We have used rhodamine-conjugated phalloidin and confocal microscopy to examine the organisation of filamentous actin (F-actin) during oogenesis in Xenopus laevis. F-actin was restricted to a thin shell in the cortex of oogonia and post-mitotic oocytes less than 35 microns in diameter. In oocytes with diameters of 35-50 microns, F-actin was observed in three cellular domains: in the cortex, in the germinal vesicle (GV) and in a network of cytoplasmic cables. Initially, actin cables were sparsely distributed in the cytoplasm, with no evidence of discrete organising centres. In larger stage I oocytes, a dense network of actin cables extended throughout the cytoplasm, linking the GV and mitochondrial mass to the cortical actin shell.
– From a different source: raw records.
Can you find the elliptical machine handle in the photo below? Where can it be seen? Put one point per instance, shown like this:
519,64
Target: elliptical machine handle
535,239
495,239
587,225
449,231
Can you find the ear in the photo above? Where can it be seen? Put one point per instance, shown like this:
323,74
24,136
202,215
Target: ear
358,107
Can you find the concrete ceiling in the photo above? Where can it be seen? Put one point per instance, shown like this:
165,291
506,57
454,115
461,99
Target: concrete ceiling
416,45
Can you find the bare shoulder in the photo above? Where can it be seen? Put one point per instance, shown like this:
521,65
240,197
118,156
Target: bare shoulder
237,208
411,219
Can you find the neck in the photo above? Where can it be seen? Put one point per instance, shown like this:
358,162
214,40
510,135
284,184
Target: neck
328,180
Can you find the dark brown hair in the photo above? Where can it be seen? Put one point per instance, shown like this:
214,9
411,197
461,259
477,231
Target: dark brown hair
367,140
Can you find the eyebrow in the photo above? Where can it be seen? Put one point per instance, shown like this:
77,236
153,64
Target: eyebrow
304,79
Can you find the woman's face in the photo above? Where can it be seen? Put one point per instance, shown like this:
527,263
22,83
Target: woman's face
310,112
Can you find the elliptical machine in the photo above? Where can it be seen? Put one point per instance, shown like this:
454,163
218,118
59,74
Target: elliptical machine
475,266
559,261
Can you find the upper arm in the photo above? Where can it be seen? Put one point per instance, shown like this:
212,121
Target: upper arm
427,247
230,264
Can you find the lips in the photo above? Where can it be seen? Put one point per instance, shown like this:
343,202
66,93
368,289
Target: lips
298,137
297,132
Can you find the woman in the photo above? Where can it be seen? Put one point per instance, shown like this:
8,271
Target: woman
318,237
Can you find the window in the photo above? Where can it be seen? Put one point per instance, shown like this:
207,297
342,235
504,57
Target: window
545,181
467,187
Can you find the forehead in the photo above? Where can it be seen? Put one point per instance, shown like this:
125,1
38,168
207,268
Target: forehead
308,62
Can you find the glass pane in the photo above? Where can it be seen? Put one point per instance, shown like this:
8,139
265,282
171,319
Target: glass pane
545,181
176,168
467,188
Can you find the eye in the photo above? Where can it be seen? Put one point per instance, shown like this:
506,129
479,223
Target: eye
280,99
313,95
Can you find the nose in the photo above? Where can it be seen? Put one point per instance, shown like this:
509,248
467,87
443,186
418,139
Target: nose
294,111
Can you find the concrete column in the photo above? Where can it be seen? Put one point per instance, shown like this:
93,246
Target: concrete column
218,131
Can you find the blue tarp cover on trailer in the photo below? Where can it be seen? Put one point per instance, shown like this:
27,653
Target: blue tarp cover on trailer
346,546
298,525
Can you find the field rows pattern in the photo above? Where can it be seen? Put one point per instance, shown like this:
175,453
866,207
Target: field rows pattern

Apart from the F-actin associated with the mitochondrial mass, no evidence of a polarised distribution of F-actin was apparent in stage I oocytes. F-actin was observed also in the cortex and the GV of stage VI oocytes, and a network of cytoplasmic cables surrounded the GV. Cytoplasmic actin cables extended from the GV to the animal cortex, and formed a three-dimensional network surrounding clusters of yolk platelets in the vegetal cytoplasm. Finally, disruption of F-actin in stage VI oocytes with cytochalasin resulted in distortion and apparent rotation of the GV in the animal hemisphere, suggesting that actin plays a role in maintaining the polarised organisation of amphibian oocytes.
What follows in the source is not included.